34. Jeden kłopot mniej, Wolf Shadow

619 37 0
                                    

Jechałam do Scotta który zadzwonił do mnie, gdy siedziałam sama w lofcie bo Derek musiał coś załatwić. Gdy dojechałam pod jego dom zgasiłam samochód wyszłam z niego i bez pukania weszłam do domu Scotta. Zmierzyłam do kuchni, oparłam się o framugę drzwi i spojrzałam na ich skupione twarze wpatrzone w ekrany laptopów. W kuchni znajdowali się Kira, Liam, Stiles i Scott.

- Po waszych minach i twoim głosie przez telefon Scott chcecie coś zrobić i jest to coś niebezpiecznego. - Gdy się odezwałam, podnieśli swoje spojrzenia na moją osobę.

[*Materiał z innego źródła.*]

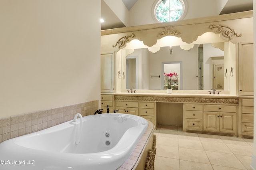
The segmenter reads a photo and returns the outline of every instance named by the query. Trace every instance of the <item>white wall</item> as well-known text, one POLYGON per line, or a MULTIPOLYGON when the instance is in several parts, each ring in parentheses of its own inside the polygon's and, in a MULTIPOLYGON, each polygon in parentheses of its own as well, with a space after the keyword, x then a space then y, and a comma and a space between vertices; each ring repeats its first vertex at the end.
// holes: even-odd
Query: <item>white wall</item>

- Chcemy złapać dobroczyńcę, zatrzymamy moją akcję serca wtedy dobroczyńca przyjdzie, a wtedy go złapiemy.

- To jest głupie i niebezpieczne. - Odezwałam się wbijając w Scotta twarde spojrzenie, Liam popatrzył na mnie ze zrozumieniem.

- Widzisz? Ona tak też uważa. - Powiedział wskazując na mnie kierując te słowa do Stilesa.

- Wiemy ale nie mamy wyjśca. - Powiedział zmęczonym głosem, zmarszczyłam brwi nad czymś się zastanawiając.

- Dobroczyńca nie przyjdzie. - Oznajmiłam po chwili ciszy.

- Dlaczego tak myślisz? - Zapytała Kira patrząc na mnie z zaciekawieniem.

- Jeśli sam dobroczyńca ma przyjść nie będzie się fatygował za taką niską cenę, dajmy mu to co chce ja to zrobię jestem więcej warta. - Scott się skrzywił.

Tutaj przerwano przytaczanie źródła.